Medications for Bipolar Disorder Reduce Suicide Attempt Rates in Veterans

Eileen Ahearn, M.D.

Eileen Ahearn, M.D.

People with bipolar disorder have a high risk for suicide attempts and completed suicides, making the choice of treatment critical. Many people are treated for bipolar disorder with lithium or divalproex, separately or in combination. Dr. Eileen Ahearn used her AFSP Standard Research Grant to study the relationship between these treatments and suicide attempts in veterans treated for bipolar disorder 1 or 2 in five different Veterans Administration Hospitals. Her findings were published in the Journal of Affective Disorders in 2012.

Dr. Ahearn reviewed records of 1306 veterans treated for bipolar disorder over six years. The computerized pharmacy records of VA patients were used to determine exposure to medications including lithium, divalproex and antipsychotics, and emergency room, inpatient and outpatient records were reviewed to identify suicidal behavior. Over the six years there were 117 suicide attempts and two people died by suicide. Participants’ medication use was irregular with most experiencing long periods both on and off medicine. During the periods while on medicine, the most frequently prescribed medicine was divalproex and the least frequently prescribed was lithium. Fewer patients received lithium; though when they did, they stayed on it longer than either of the other two medicines. Patients were commonly prescribed more than one of these three medications at a time.

The study showed that most of the suicide attempts (59%) occurred when the veterans were not taking any medication. Among patients taking a single medicine, those taking only lithium were least likely to make a suicide attempt whereas those taking only antipsychotics were the most likely to make a suicide attempt. Patients taking lithium and divalproex together had the absolute lowest rate of attempts.

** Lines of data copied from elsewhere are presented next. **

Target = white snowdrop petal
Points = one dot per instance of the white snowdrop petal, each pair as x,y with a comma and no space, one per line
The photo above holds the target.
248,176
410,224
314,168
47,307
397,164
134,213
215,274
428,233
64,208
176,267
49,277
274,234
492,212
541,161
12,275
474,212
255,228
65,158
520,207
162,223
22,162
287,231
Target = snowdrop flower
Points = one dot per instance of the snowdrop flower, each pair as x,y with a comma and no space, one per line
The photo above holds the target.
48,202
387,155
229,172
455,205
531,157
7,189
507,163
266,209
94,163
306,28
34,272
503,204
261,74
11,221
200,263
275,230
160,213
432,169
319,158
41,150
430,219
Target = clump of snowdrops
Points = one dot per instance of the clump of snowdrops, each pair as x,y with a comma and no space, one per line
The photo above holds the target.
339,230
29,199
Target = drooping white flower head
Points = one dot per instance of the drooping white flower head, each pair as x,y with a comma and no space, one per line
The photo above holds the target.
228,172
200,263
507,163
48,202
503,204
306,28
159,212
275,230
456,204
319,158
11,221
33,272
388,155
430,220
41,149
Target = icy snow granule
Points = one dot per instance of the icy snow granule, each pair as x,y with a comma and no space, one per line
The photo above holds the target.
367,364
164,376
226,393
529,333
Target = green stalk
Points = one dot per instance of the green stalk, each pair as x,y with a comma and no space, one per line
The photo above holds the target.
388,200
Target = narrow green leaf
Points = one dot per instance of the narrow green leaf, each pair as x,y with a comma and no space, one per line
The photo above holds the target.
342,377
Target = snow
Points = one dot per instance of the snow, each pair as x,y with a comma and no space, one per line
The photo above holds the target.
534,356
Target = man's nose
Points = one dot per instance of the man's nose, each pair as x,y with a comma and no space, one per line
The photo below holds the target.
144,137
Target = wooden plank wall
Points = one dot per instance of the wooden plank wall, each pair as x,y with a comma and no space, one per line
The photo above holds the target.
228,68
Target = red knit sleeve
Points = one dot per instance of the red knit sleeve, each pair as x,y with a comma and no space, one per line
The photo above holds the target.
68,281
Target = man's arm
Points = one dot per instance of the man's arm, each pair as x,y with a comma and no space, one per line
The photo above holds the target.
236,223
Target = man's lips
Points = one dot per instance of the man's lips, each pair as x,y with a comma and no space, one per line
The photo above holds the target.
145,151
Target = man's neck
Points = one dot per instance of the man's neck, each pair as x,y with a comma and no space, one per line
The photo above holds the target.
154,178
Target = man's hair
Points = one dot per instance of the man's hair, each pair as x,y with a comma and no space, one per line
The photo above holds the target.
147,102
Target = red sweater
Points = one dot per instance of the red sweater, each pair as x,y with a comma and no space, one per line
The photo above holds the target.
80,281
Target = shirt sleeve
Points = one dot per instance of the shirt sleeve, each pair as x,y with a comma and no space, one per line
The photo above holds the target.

This study demonstrates that medicines for bipolar disorder can help reduce suicide attempt rates and that those who do not take medicine are at greatest risk for a suicide attempt. It also shows that mood stabilizers such as lithium and divalproex are most effective, especially when taken together, while antipsychotics without mood stabilizers are far less effective at reducing the rate of suicide attempts.

Eileen Ahearn, MD is a psychiatrist at William S. Middleton Memorial Veterans Hospital in Madison, Wisconsin.

Published article from this study:

  • Ahearn EP, Chen P, Hertzberg M, Cornette M, Suvalsky L, Cooley-Olson D, Swanlund J, Eickhoff H, Becker T, Krahn D. (2013) Suicide attempts in veterans with bipolar disorder during treatment with lithium, divalproex, and atypical antipsychotics. Journal of Affective Disorders,145(1):77-82.